15 June 2013 08:18Gewijzigd op 15 November 2020 04:11
Ds. Jan-Gerd Heetderks. Beeld RD, Anton Dommerholt
Ds. Jan-Gerd Heetderks. Beeld RD, Anton Dommerholt

Je moet heel wat in je mars hebben, wil je ds. Heetderks overstuur maken. Hij is rustig, beheerst. Altijd in voor een grapje. Weet met een kwinkslag de spanning vaak op het juiste moment te breken. Noemt zichzelf een ultieme teamplayer. „Ik krijg weleens het verwijt dat ik te veel overleg. Maar dat kan niet, denk ik.”

Dat hij van twee kerkgenootschappen synodepreses is geweest, is bijzonder. Ds. Heetderks was de laatste voorzitter van de synode van de Gereformeerde Kerken in Nederland. Vervolgens was hij als oorspronkelijk gereformeerde ook de eerste voorzitter van de Protestantse Kerk in Nederland. Relativerend: „Dat is overigens minder opvallend dan het lijkt. Ik had natuurlijk de nodige ervaring en scriba Bas Plaisier was van origine hervormd.”

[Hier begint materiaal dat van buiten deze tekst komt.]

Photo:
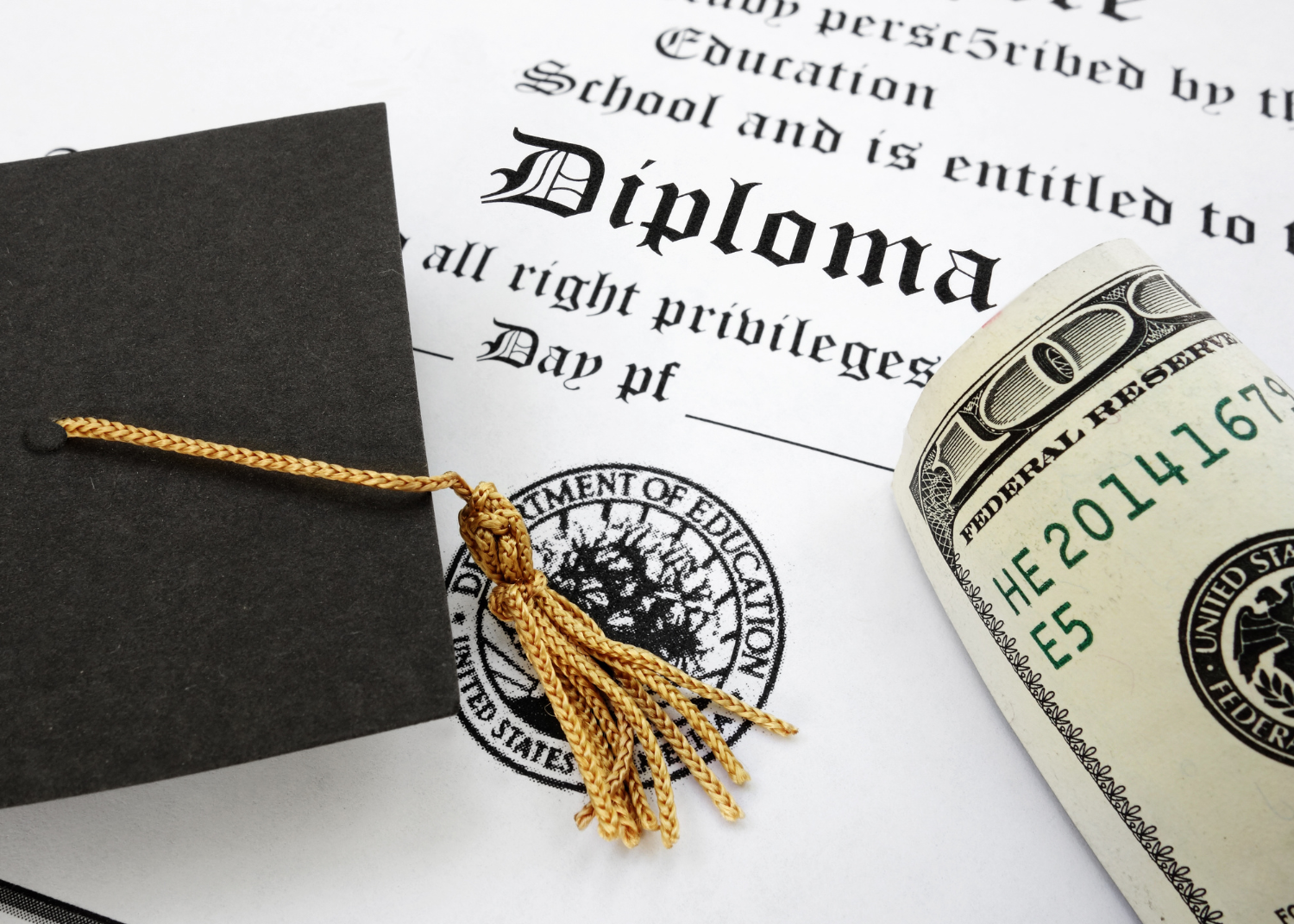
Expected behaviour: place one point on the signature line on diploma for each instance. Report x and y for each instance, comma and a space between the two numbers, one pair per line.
802, 445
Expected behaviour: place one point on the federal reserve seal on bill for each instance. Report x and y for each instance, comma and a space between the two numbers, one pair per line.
662, 563
1237, 642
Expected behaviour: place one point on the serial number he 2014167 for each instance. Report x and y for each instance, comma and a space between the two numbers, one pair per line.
1097, 525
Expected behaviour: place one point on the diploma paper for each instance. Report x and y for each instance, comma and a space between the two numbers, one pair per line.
748, 235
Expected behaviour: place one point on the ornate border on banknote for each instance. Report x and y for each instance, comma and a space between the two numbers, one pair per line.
1071, 352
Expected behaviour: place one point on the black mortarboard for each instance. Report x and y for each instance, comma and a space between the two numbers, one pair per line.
162, 613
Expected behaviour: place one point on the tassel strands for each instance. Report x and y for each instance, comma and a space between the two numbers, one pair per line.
606, 695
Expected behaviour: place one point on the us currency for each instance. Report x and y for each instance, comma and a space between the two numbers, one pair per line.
1099, 487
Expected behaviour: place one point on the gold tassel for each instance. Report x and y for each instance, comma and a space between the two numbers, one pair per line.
606, 695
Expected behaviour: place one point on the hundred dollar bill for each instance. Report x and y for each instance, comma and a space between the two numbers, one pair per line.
1099, 486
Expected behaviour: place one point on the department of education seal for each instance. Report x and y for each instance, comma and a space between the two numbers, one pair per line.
659, 562
1237, 642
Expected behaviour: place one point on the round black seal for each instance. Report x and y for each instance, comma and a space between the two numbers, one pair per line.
1237, 642
662, 563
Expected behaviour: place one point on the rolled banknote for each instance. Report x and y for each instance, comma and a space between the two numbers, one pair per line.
1100, 486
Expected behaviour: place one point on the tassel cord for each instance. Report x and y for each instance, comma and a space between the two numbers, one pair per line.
607, 695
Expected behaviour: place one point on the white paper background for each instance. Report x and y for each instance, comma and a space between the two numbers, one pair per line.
906, 796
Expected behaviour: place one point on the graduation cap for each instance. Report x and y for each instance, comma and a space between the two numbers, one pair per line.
166, 613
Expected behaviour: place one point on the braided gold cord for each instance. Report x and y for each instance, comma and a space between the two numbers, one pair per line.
606, 695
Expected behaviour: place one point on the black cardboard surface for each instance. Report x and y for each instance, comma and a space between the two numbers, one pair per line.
162, 615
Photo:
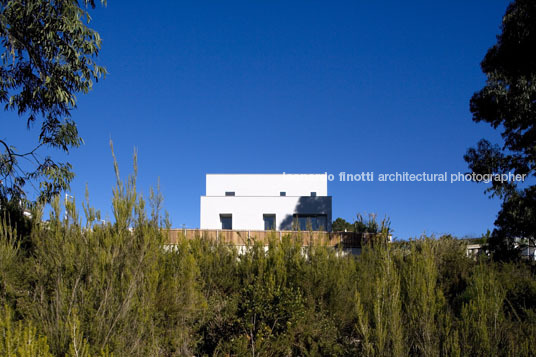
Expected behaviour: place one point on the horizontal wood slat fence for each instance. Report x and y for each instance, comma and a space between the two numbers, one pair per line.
244, 237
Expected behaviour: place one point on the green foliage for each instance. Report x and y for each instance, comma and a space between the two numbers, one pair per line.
507, 102
341, 225
117, 289
47, 58
20, 340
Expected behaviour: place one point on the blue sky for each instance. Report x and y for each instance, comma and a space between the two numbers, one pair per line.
291, 86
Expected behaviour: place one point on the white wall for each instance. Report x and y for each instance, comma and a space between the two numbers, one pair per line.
267, 184
247, 212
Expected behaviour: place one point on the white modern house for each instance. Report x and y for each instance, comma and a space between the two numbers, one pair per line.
266, 202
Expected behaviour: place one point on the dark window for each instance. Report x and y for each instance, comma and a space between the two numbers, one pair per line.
226, 221
314, 222
269, 221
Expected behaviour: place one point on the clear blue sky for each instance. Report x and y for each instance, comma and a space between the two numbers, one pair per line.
297, 86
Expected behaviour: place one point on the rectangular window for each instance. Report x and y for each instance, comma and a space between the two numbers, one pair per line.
269, 221
226, 221
314, 222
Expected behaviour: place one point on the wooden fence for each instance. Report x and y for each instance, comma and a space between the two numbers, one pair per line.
244, 237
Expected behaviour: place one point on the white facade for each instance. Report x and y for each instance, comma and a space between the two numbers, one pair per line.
266, 201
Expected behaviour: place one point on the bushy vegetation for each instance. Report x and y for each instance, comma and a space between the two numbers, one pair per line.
95, 289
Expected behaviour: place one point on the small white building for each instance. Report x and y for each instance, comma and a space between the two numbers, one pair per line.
266, 202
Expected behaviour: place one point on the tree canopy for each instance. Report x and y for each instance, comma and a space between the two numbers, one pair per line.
508, 103
47, 57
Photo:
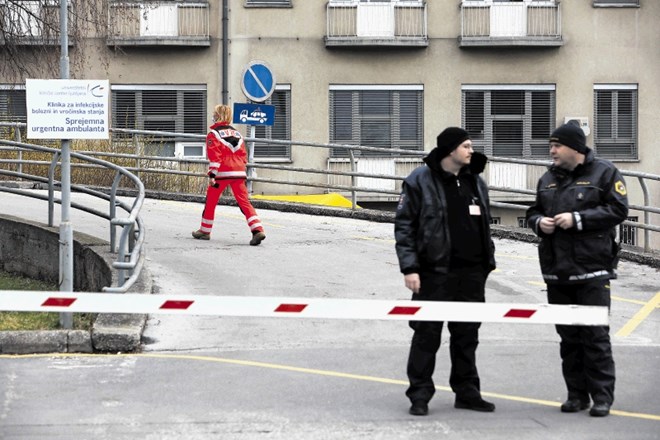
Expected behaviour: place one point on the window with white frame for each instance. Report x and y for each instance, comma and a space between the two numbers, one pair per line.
628, 233
509, 120
615, 121
178, 109
280, 130
377, 116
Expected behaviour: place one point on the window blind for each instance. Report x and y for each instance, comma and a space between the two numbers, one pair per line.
376, 117
615, 123
509, 122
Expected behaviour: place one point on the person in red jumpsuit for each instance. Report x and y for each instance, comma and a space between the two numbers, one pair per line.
225, 149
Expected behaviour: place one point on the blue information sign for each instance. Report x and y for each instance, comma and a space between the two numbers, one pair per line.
258, 81
254, 114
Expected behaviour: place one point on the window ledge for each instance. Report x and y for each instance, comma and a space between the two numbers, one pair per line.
597, 4
271, 6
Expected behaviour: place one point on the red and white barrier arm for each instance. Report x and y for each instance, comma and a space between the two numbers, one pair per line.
285, 307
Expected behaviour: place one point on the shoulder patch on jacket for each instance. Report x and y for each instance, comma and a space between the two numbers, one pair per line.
402, 199
620, 188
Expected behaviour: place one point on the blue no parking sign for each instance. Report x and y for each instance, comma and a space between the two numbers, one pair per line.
258, 81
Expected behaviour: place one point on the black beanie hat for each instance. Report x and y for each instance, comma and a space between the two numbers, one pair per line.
449, 139
572, 136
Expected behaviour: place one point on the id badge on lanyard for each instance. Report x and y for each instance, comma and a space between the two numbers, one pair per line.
475, 209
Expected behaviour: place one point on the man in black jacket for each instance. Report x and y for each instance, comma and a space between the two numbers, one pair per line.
579, 202
442, 231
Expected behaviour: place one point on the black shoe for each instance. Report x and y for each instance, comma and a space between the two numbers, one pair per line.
419, 408
257, 238
574, 405
475, 404
600, 409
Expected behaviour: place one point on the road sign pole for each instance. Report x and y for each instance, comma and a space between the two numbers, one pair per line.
66, 229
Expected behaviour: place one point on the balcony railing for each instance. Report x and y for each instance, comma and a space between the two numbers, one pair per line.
31, 23
352, 23
511, 24
158, 23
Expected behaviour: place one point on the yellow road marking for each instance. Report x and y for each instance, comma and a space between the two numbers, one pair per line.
327, 373
516, 257
640, 316
633, 301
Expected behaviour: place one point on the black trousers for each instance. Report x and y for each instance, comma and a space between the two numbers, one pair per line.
460, 285
586, 351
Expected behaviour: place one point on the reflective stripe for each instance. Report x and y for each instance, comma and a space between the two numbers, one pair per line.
588, 276
578, 220
222, 174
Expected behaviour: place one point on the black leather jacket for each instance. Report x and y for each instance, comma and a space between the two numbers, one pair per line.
421, 227
596, 194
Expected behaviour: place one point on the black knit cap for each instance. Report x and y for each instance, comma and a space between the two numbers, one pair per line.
572, 136
450, 139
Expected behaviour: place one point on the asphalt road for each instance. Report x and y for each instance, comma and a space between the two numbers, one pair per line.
268, 378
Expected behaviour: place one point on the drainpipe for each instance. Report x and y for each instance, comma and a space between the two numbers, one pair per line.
225, 51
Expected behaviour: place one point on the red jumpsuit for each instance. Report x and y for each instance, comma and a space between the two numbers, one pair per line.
225, 149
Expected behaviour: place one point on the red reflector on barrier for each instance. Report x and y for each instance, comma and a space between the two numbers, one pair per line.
58, 302
404, 310
291, 308
176, 305
519, 313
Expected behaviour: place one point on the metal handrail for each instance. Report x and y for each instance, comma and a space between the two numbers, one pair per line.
129, 250
353, 156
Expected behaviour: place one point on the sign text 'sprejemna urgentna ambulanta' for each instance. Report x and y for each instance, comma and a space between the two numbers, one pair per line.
67, 109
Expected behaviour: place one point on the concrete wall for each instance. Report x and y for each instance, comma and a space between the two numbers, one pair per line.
32, 249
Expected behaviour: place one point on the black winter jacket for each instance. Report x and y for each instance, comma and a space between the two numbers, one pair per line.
421, 226
596, 194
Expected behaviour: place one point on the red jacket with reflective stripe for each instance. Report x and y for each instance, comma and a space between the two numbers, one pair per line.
225, 149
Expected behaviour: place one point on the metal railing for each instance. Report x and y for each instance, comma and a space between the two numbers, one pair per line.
354, 22
348, 180
183, 22
129, 246
507, 23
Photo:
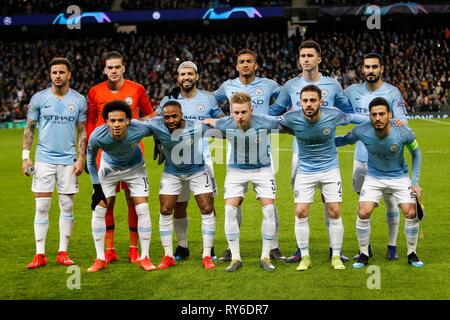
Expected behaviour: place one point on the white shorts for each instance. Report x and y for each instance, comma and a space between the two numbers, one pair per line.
47, 174
198, 183
237, 180
185, 193
135, 177
373, 189
359, 173
329, 182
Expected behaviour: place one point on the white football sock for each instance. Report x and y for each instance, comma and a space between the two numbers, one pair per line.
232, 231
98, 224
144, 228
166, 232
65, 220
302, 235
208, 232
41, 223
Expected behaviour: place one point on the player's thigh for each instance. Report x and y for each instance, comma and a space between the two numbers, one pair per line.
372, 190
305, 187
44, 177
359, 173
331, 185
170, 184
401, 190
264, 183
66, 180
200, 183
236, 182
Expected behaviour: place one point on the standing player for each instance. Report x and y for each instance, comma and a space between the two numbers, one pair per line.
117, 88
58, 111
360, 96
387, 171
249, 162
121, 160
184, 166
263, 92
289, 97
314, 128
196, 104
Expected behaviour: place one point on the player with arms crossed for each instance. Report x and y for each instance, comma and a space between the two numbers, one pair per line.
249, 163
263, 92
58, 111
196, 104
387, 171
360, 95
314, 128
310, 57
121, 160
182, 141
117, 88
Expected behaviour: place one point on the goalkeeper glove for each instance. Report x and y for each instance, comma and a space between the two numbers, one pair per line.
97, 196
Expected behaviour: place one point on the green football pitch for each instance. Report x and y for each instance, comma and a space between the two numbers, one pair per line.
189, 281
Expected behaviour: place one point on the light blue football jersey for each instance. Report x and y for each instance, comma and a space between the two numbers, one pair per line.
57, 121
262, 90
360, 96
183, 148
315, 140
249, 149
118, 154
202, 106
289, 97
386, 155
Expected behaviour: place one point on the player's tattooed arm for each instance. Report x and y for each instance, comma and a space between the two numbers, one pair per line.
78, 167
28, 137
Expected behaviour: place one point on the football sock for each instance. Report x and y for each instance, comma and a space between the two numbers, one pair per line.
336, 232
363, 234
232, 231
302, 235
392, 218
144, 228
109, 237
166, 232
98, 231
132, 225
208, 232
268, 229
41, 223
65, 220
181, 227
411, 233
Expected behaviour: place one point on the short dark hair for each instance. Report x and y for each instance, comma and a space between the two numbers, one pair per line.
172, 103
248, 51
113, 55
312, 88
374, 55
379, 101
61, 60
310, 44
116, 105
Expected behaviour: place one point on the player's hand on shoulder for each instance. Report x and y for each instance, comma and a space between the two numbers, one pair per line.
27, 167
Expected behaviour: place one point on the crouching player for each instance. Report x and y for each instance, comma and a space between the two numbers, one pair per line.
387, 170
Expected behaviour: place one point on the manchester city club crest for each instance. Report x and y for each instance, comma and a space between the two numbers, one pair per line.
259, 91
71, 108
129, 100
393, 147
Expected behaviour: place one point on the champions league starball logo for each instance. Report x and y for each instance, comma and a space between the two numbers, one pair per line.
393, 147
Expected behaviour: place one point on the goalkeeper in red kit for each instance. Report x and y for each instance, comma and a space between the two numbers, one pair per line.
134, 94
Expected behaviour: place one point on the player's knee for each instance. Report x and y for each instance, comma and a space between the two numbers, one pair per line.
66, 203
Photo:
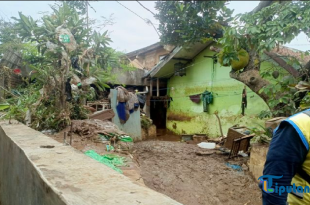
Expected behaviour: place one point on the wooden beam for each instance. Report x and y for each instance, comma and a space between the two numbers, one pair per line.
157, 87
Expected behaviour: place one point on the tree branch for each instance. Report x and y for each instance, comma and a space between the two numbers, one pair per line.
253, 80
261, 5
283, 64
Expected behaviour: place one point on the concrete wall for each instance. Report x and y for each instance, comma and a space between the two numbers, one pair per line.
258, 159
133, 124
133, 77
185, 116
30, 175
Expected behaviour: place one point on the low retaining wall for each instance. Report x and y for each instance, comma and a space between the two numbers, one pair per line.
257, 160
37, 170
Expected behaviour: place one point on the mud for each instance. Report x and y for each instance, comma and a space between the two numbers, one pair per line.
174, 169
84, 144
178, 117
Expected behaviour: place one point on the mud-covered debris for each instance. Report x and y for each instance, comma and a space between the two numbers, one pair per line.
93, 127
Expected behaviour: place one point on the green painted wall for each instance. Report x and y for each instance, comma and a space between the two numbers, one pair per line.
185, 116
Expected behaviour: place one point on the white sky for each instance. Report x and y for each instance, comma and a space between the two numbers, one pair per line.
129, 31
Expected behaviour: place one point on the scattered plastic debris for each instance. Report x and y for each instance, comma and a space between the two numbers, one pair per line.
207, 145
234, 166
110, 160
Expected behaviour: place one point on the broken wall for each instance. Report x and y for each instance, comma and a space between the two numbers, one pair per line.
187, 117
131, 77
133, 125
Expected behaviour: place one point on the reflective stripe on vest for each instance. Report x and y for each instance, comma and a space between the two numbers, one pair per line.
301, 123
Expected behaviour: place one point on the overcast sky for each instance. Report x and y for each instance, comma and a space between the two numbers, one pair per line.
129, 32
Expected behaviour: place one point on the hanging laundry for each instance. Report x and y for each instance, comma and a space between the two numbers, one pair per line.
207, 99
133, 102
142, 99
122, 94
122, 107
244, 101
167, 99
195, 98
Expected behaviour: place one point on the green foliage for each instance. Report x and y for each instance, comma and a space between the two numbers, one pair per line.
8, 36
304, 87
183, 22
49, 60
281, 101
277, 24
146, 122
264, 114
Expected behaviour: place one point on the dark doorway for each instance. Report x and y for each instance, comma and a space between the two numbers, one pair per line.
158, 112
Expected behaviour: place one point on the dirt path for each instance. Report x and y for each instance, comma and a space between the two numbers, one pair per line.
174, 169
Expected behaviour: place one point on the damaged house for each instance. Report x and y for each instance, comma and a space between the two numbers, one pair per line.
197, 86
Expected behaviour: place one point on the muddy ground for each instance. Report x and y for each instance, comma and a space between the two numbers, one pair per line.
173, 168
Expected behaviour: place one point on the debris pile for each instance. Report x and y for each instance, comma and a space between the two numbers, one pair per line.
92, 127
104, 132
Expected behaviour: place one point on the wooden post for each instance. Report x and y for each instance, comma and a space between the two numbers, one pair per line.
157, 85
151, 87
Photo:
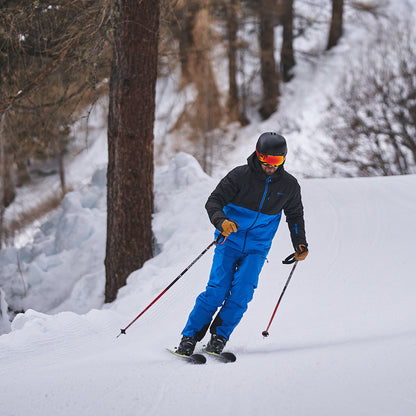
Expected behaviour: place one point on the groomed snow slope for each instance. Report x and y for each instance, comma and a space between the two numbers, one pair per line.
342, 343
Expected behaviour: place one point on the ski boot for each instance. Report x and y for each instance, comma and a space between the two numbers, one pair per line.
216, 344
186, 346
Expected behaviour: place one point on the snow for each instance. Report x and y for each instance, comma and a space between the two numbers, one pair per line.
342, 341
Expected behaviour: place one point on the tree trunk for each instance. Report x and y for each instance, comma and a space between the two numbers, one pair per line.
287, 58
130, 141
232, 27
269, 75
335, 31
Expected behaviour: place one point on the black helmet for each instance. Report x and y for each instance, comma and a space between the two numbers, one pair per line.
271, 148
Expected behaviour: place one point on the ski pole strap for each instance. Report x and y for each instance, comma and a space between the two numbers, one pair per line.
289, 259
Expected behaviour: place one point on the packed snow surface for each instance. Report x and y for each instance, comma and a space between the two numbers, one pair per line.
342, 342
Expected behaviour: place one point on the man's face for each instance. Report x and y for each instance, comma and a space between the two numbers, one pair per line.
269, 169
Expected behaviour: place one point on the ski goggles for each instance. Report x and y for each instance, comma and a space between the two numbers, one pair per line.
270, 160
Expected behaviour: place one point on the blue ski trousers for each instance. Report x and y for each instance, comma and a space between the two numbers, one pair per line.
233, 278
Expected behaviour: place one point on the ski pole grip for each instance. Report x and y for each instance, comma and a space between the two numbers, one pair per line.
289, 259
220, 239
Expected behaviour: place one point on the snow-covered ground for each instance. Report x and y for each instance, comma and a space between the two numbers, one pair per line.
342, 342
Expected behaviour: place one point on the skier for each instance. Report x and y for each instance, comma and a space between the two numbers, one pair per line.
245, 207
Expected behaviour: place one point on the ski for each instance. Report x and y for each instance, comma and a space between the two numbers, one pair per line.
225, 357
193, 358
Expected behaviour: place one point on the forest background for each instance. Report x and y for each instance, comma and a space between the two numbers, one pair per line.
230, 60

Jan-Gerd, geboren in het Duitse Pewsum, stuurde theologie in Münster en Kampen. „Ik groeide op in Emden, in een geseculariseerde omgeving. Mijn vader was daar predikant en dat deed hij goed, hoewel ik het inhoudelijk niet altijd met hem eens was. Hoe mijn ouders dat deden, hoe ze hun huis openstelden voor anderen, dat sprak me aan. Als kind al. Is dat roeping? Misschien. Ik ben altijd wat voorzichtig met dat woord. Ik heb in mijn leven wel steeds ervaren dat dit de weg was die God wilde dat ik gaan zou.”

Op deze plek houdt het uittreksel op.